Toward Secure Content-Centric Approaches for 5G-Based IoT: Advances and Emerging Trends
Ghada Jaber, Mohamed Ali Zormati, Walid Cavelius, Louka Chapiro, Mohamed El Ahmadi
TL;DR
IoT-5G convergence enables scalable, low-latency services but introduces security challenges in content-centric architectures. The paper surveys security solutions across cryptographic mechanisms, trust management models, and access control/privacy, evaluating their fitness for constrained IoT devices and decentralized CCN-5G scenarios, with emphasis on edge computing and ML-based defenses. It contributes a taxonomy and critical assessment of existing work, identifying gaps in confidentiality, privacy, and scalable trust, and outlines trends such as lightweight crypto, blockchain-based trust, and post-quantum approaches. The work provides a practical guide for researchers and practitioners designing secure CCN-enabled IoT-5G systems and informs future standardization and deployment efforts.
Abstract
The convergence of the Internet of Things (IoT) and 5G technologies is transforming modern communication systems by enabling massive connectivity, low latency, and high-speed data transmission. In this evolving landscape, Content-Centric Networking (CCN) is emerging as a promising alternative to traditional Internet Protocol (IP)-based architectures.
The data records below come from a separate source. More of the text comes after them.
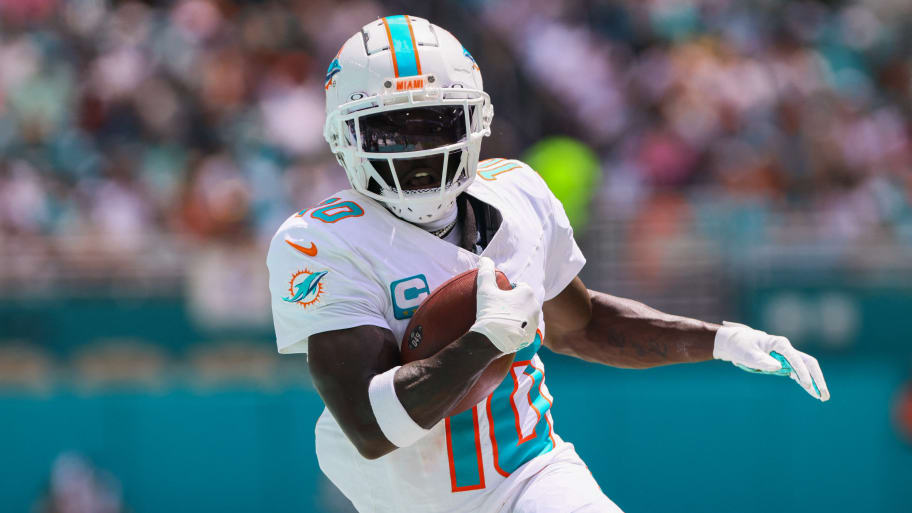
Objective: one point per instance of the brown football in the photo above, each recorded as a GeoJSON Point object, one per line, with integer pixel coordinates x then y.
{"type": "Point", "coordinates": [444, 316]}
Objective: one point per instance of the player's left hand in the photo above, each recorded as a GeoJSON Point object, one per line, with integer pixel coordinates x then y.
{"type": "Point", "coordinates": [758, 351]}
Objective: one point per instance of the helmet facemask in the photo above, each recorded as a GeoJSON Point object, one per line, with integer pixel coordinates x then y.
{"type": "Point", "coordinates": [415, 151]}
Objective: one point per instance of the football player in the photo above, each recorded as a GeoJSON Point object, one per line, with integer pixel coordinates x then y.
{"type": "Point", "coordinates": [405, 115]}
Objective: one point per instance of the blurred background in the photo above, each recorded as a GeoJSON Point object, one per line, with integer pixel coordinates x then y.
{"type": "Point", "coordinates": [739, 160]}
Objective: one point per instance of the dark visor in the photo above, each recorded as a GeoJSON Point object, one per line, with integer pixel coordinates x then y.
{"type": "Point", "coordinates": [421, 128]}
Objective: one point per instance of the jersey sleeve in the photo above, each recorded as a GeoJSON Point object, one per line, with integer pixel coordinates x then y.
{"type": "Point", "coordinates": [563, 259]}
{"type": "Point", "coordinates": [330, 290]}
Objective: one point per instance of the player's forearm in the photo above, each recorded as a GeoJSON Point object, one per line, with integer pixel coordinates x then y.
{"type": "Point", "coordinates": [624, 333]}
{"type": "Point", "coordinates": [429, 388]}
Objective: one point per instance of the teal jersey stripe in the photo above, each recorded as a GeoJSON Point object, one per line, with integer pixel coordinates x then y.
{"type": "Point", "coordinates": [406, 53]}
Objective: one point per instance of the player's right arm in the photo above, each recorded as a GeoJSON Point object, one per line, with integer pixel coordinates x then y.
{"type": "Point", "coordinates": [346, 363]}
{"type": "Point", "coordinates": [343, 363]}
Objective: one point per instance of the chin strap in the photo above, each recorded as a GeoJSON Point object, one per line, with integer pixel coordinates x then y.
{"type": "Point", "coordinates": [443, 232]}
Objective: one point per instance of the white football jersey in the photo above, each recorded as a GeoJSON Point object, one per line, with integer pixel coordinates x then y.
{"type": "Point", "coordinates": [350, 262]}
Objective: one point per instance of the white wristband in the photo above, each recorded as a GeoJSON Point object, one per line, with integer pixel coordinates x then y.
{"type": "Point", "coordinates": [396, 424]}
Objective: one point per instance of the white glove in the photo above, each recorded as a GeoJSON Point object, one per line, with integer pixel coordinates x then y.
{"type": "Point", "coordinates": [508, 318]}
{"type": "Point", "coordinates": [758, 351]}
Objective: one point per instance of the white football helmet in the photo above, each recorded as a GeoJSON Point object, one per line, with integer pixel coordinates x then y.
{"type": "Point", "coordinates": [403, 88]}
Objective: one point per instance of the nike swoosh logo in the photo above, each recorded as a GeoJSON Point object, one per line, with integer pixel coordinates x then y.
{"type": "Point", "coordinates": [311, 251]}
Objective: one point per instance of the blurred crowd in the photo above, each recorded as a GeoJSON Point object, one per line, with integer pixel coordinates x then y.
{"type": "Point", "coordinates": [129, 126]}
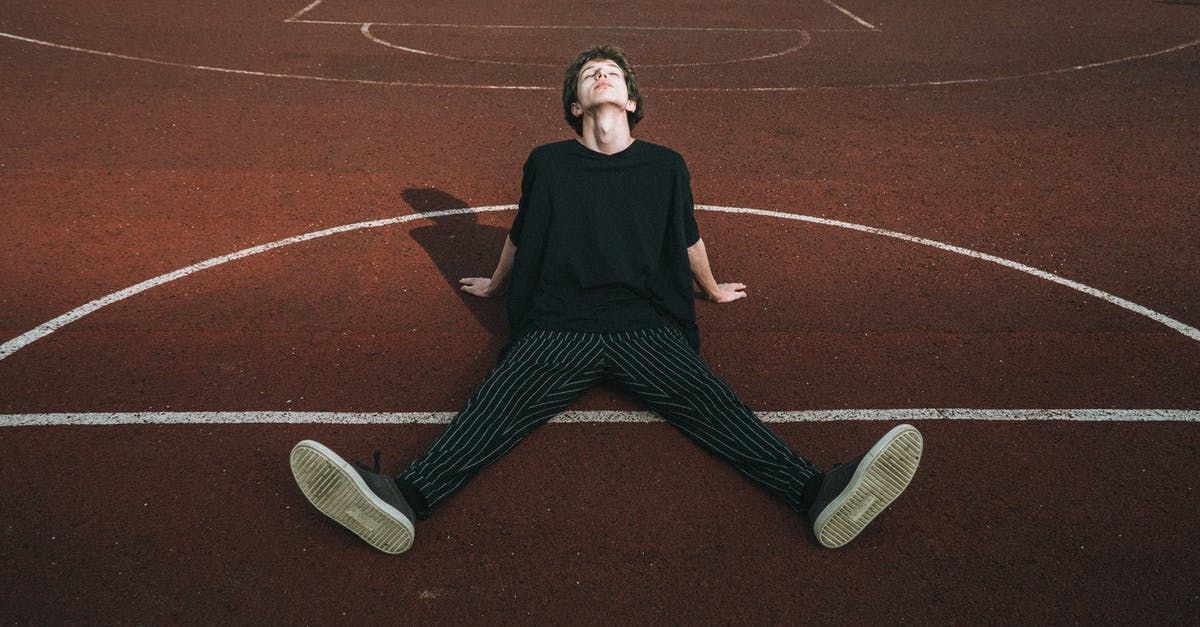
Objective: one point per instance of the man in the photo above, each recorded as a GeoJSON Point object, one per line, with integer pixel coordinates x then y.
{"type": "Point", "coordinates": [600, 268]}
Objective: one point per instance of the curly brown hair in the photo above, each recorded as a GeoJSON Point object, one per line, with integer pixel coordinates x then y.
{"type": "Point", "coordinates": [571, 83]}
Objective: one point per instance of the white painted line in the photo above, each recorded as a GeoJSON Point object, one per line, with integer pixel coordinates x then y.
{"type": "Point", "coordinates": [856, 18]}
{"type": "Point", "coordinates": [271, 75]}
{"type": "Point", "coordinates": [551, 88]}
{"type": "Point", "coordinates": [47, 328]}
{"type": "Point", "coordinates": [1191, 332]}
{"type": "Point", "coordinates": [805, 40]}
{"type": "Point", "coordinates": [575, 417]}
{"type": "Point", "coordinates": [553, 27]}
{"type": "Point", "coordinates": [949, 82]}
{"type": "Point", "coordinates": [303, 11]}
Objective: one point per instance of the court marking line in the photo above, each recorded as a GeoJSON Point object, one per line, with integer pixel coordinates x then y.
{"type": "Point", "coordinates": [851, 16]}
{"type": "Point", "coordinates": [592, 417]}
{"type": "Point", "coordinates": [47, 328]}
{"type": "Point", "coordinates": [303, 11]}
{"type": "Point", "coordinates": [297, 19]}
{"type": "Point", "coordinates": [550, 88]}
{"type": "Point", "coordinates": [805, 40]}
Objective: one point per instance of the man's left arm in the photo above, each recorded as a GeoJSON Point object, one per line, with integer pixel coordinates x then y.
{"type": "Point", "coordinates": [701, 270]}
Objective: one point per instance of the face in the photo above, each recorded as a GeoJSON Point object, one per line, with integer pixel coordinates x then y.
{"type": "Point", "coordinates": [601, 82]}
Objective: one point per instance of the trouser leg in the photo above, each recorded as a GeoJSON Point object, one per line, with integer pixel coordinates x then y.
{"type": "Point", "coordinates": [540, 376]}
{"type": "Point", "coordinates": [661, 369]}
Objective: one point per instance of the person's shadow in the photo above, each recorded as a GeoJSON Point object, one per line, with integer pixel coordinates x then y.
{"type": "Point", "coordinates": [461, 246]}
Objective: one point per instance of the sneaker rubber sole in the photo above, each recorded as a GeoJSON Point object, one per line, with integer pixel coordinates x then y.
{"type": "Point", "coordinates": [336, 489]}
{"type": "Point", "coordinates": [881, 476]}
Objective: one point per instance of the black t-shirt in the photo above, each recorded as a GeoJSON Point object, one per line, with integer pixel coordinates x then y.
{"type": "Point", "coordinates": [603, 242]}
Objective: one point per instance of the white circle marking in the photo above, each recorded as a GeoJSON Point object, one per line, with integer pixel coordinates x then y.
{"type": "Point", "coordinates": [47, 328]}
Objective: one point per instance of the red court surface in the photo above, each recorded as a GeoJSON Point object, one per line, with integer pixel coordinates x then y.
{"type": "Point", "coordinates": [233, 226]}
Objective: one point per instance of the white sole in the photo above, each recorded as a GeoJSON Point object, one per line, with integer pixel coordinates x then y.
{"type": "Point", "coordinates": [881, 476]}
{"type": "Point", "coordinates": [337, 490]}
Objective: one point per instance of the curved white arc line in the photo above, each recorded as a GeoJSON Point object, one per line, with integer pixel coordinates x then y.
{"type": "Point", "coordinates": [952, 82]}
{"type": "Point", "coordinates": [42, 330]}
{"type": "Point", "coordinates": [805, 40]}
{"type": "Point", "coordinates": [270, 75]}
{"type": "Point", "coordinates": [1191, 332]}
{"type": "Point", "coordinates": [47, 328]}
{"type": "Point", "coordinates": [543, 88]}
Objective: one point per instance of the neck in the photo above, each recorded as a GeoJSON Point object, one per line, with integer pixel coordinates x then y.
{"type": "Point", "coordinates": [606, 131]}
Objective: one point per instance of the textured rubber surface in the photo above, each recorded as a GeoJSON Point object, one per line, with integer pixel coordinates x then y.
{"type": "Point", "coordinates": [337, 490]}
{"type": "Point", "coordinates": [881, 476]}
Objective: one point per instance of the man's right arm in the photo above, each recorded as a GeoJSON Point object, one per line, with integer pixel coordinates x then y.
{"type": "Point", "coordinates": [495, 286]}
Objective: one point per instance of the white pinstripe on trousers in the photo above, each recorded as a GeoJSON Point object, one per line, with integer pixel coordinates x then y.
{"type": "Point", "coordinates": [545, 371]}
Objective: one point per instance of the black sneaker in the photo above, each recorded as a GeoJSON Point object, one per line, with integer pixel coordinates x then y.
{"type": "Point", "coordinates": [853, 494]}
{"type": "Point", "coordinates": [359, 497]}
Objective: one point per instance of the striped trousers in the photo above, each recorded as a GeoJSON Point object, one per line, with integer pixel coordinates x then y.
{"type": "Point", "coordinates": [545, 371]}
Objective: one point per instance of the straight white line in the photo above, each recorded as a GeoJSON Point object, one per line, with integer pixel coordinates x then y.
{"type": "Point", "coordinates": [856, 18]}
{"type": "Point", "coordinates": [571, 417]}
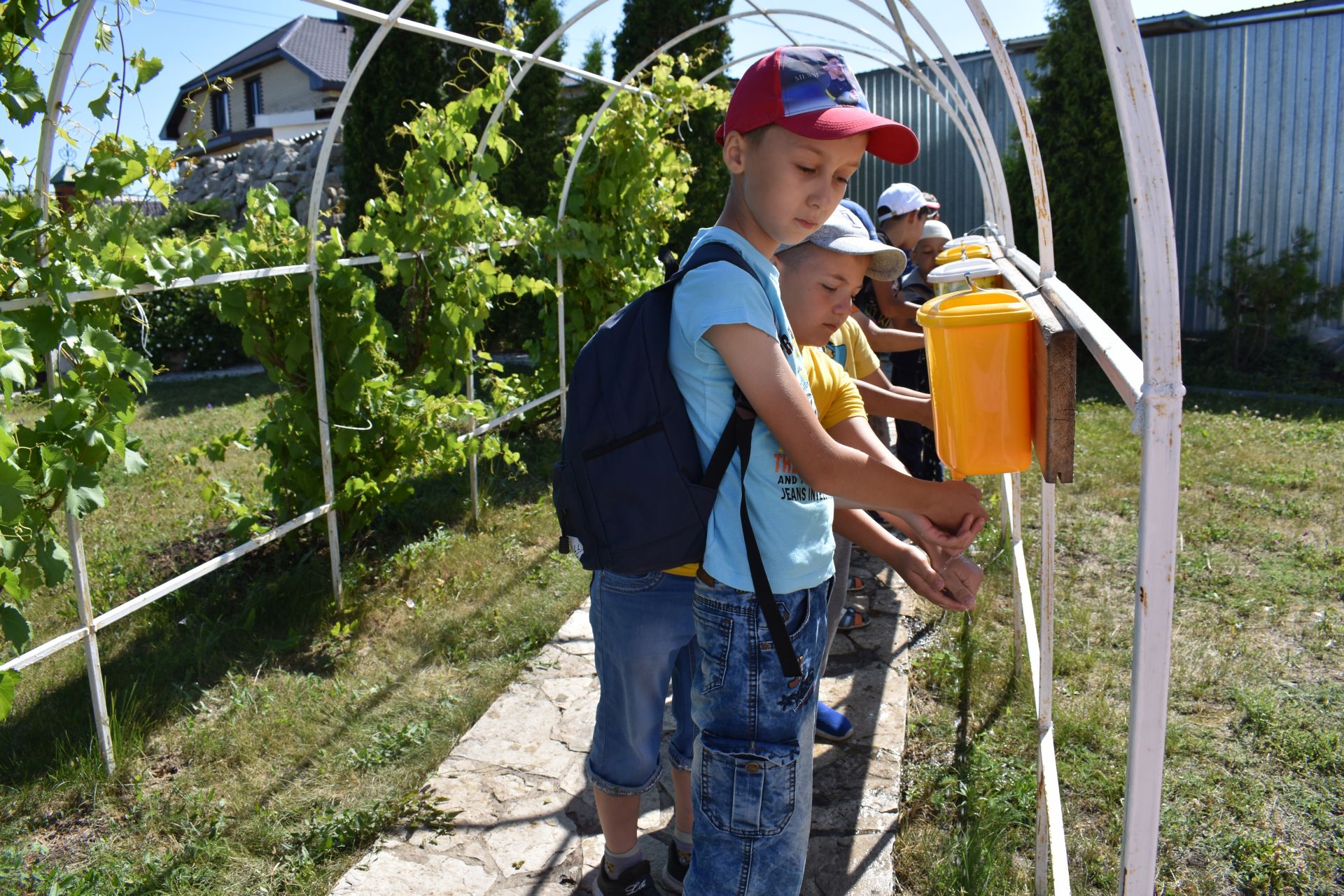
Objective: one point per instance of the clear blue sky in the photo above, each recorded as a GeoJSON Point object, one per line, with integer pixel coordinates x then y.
{"type": "Point", "coordinates": [192, 35]}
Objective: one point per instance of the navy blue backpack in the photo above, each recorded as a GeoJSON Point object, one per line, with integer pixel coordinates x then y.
{"type": "Point", "coordinates": [629, 491]}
CCN offers advantages such as in-network caching, scalability, and efficient content dissemination, all of which are particularly well-suited to the constraints of the IoT. However, deploying content-centric approaches in 5G-based IoT environments introduces significant security challenges. Key concerns include content authentication, data integrity, privacy protection, and resilience against attacks such as spoofing and cache poisoning. Such issues are exacerbated by the distributed, mobile, and heterogeneous nature of IoT and 5G systems. In this survey, we review and classify existing security solutions for content-centric architectures in IoT-5G scenarios. We highlight current trends, identify limitations in existing approaches, and outline future research directions with a focus on lightweight and adaptive security mechanisms.